A-Z April Challenge – Volubilis, Morocco

During an independent tour of Morocco we headed north out of Marrakesh to the cities of Meknes & Fes. The scenic route took us through the Atlas Mountains where we slept in tents and visited waterfalls, raging rivers and colourful markets.

En route to the incredible city of Fes, we stopped at the Roman ruins at Volubilis, the ancient city considered the ancient capital of the Roman-Berber kingdom of Mauretania.

Constructed in the 3rd Century BC, it continued to flourish through the 1st Century AD as an important city in the Empire before its significance to Rome reduced and it eventually fell to local tribes around 285, never to be retaken by the empirical forces.


It continued to be inhabited for at least another 700 years, first as a Christian community and then as an early Islamic settlement. In the late 8th century it became the seat of Idris ibn Abdallah, the founder of the Idrisid dynasty and the state of Morocco.

By the 11th century Volubilis had been abandoned after the seat of power was relocated to Fes. Much of the local population was transferred to the new town of Moulay Idriss Zerhoun, about 5 km from Volubilis.

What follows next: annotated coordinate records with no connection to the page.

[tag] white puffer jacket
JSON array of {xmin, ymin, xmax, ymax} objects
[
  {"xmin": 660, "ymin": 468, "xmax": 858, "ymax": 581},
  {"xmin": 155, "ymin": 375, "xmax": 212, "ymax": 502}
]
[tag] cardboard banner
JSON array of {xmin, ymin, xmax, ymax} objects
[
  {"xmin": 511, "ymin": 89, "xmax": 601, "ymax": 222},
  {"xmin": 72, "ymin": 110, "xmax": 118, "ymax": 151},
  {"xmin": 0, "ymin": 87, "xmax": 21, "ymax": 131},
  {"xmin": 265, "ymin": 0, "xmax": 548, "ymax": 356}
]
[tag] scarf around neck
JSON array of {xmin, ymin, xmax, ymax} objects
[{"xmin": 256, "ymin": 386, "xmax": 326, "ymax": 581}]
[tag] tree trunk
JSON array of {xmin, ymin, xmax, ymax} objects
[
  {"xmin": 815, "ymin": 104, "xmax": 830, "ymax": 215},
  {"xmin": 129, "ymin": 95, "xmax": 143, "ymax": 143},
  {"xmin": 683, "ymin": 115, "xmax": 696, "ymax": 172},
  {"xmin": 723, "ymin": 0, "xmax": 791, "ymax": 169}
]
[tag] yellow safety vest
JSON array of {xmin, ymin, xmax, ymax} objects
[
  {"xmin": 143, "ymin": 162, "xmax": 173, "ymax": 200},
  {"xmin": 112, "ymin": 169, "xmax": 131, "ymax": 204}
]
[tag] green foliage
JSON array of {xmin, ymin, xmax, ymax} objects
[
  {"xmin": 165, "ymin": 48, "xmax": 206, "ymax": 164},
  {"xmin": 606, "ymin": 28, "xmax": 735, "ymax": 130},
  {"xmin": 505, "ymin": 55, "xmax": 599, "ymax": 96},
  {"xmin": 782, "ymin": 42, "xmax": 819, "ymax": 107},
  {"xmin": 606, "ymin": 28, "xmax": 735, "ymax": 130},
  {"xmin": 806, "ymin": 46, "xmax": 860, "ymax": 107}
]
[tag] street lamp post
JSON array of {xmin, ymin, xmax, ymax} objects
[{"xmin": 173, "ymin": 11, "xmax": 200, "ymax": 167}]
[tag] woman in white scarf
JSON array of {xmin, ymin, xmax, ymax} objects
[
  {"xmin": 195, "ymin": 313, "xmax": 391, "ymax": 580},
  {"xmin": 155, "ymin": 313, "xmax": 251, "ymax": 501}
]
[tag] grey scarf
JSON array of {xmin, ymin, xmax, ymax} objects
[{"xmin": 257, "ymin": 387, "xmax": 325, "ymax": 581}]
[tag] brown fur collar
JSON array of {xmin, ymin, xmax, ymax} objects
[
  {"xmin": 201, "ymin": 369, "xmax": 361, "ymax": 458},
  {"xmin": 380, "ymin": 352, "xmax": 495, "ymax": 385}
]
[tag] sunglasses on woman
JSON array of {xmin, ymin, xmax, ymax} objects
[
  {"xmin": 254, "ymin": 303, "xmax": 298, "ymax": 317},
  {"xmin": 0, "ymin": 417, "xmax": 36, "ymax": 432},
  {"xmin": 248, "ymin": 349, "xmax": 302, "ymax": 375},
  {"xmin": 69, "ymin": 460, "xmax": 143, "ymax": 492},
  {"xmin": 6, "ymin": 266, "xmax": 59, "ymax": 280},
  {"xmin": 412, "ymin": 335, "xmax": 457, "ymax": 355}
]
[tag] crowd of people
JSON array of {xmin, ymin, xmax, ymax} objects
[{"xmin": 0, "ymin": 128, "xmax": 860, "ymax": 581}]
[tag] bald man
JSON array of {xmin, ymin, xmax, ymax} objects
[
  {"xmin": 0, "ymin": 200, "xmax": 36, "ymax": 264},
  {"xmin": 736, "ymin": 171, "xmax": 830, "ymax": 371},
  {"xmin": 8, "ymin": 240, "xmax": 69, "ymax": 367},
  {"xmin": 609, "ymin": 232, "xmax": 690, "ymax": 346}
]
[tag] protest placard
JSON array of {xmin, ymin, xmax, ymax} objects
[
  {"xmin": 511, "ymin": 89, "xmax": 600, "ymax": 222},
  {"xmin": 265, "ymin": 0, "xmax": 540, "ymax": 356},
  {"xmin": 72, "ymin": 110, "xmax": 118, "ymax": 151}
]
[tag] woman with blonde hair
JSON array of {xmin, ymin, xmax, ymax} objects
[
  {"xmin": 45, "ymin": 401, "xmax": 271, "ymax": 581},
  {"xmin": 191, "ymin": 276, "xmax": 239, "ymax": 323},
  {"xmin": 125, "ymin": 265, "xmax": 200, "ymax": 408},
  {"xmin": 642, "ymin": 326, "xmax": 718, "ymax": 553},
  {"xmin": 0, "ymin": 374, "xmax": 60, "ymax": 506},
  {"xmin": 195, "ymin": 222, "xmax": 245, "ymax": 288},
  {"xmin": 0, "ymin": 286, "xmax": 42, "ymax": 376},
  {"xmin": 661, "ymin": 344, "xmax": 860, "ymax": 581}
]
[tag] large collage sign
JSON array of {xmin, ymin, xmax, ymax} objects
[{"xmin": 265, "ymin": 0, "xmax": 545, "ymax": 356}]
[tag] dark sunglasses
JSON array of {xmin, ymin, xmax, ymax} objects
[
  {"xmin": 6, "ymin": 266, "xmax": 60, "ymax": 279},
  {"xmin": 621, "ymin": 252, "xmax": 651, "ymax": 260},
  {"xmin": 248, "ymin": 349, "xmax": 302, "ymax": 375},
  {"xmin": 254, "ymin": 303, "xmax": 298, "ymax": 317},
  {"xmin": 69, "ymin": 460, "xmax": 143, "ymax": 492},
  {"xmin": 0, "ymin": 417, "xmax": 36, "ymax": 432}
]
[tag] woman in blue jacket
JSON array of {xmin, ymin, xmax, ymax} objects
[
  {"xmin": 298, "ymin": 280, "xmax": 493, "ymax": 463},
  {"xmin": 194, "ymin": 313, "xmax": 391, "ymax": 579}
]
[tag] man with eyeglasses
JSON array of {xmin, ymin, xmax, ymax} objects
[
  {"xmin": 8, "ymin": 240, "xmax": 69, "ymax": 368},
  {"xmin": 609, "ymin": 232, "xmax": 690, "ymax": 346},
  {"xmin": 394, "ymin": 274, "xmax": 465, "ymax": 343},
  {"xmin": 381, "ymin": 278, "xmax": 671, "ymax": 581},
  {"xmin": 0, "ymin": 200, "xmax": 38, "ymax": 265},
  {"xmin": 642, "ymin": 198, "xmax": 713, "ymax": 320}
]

During the following centuries Volubilis was ransacked for stone in the building of Meknes and suffered an earthquake before being rediscovered and excavated in the 19th Century.

Now a UNESCO World Heritage Site, it features some fine buildings and impressive mosaics.

Volubilis2Volubilis 3

We spent an enjoyable hour or so clambering amongst the ruins as the sun fell, before heading for Fes in time for sunset.

One comment

  1. I rate this place as one of my favourite ancient sites. Thanks for the memory nudge!